$3M granted to restore Angel Island immigration center
The annual state budget included nearly $3 million to complete the restoration of the Pacific Coast Immigration Center at Angel Island.
The annual state budget included nearly $3 million to complete the restoration of the Pacific Coast Immigration Center at Angel Island.
The annual state budget included a one-time fund of nearly $3 million to complete the restoration of the Pacific Coast Immigration Center at Angle Island, state officials said Friday.
California Governor Jerry Brown signed the state budget Monday, which included a $2.952 million augmentation for the immigration center, according to officials with the Angel Island Immigration Station Foundation.
The funding will help the foundation preserve the area’s history of immigration.
The foundation’s Executive Director Michael McKechnie said the creation of the Pacific Coast Immigration Center has been in the planning and reconstruction stages for many years:
“This funding will help open the Center with state of the art exhibits telling the stories of successes and struggle face by Pacific Coast immigrants.”
The foundation first began a campaign to raise funds for the immigration center in 2013.
The center will be house in the historic Public Health Service Hospital Building in the existing U.S. Immigration Station on the island, according to foundation officials.
The funding in the annual budget will go toward completing the in-progress restoration of the hospital building, as well as toward developing, designing and installing the exhibits at the center.
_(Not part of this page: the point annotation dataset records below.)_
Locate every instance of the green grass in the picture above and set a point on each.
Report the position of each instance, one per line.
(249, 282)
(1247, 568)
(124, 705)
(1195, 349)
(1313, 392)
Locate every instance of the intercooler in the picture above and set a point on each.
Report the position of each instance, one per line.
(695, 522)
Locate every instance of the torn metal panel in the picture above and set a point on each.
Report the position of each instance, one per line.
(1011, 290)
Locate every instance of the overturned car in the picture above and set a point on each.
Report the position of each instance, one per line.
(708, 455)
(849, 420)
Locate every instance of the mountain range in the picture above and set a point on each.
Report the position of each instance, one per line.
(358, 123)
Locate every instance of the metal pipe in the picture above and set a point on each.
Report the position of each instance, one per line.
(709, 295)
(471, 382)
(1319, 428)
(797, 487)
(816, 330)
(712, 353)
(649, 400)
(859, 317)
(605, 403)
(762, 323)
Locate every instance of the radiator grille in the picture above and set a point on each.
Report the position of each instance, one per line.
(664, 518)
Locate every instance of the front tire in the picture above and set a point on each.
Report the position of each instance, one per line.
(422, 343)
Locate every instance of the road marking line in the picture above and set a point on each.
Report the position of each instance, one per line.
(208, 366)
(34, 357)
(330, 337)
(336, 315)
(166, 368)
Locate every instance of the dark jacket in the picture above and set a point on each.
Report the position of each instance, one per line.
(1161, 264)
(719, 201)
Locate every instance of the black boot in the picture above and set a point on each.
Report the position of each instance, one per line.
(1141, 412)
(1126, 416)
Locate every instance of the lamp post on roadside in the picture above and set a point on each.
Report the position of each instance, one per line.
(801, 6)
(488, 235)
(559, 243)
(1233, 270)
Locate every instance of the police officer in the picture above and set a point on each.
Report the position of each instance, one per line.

Once restorations are complete, the center will have interactive displays, rotating exhibits showcasing diverse immigrant stories from Angel Island, as well as an on-site café, foundation officials said.
Katherine Toy, president of the Angel Island Immigration Station Foundation Board of Directors said this will put immigration from the Pacific on par with the far more familiar story of immigration through Ellis Island:
“As Pacific immigration continues to grow, it is critical to understand and provide a forum for discussion about both its history and the issue surrounding today’s immigration stories.”
The foundation has been working with the state’s Department of Parks and Recreation to finalize and implement the center for decades.
Over the last 40 years, the foundation has raised and leveraged more than $40 million to restore the station’s structures and to develop the exhibits.
The center is anticipated to open by Fall 2017, according to the foundation.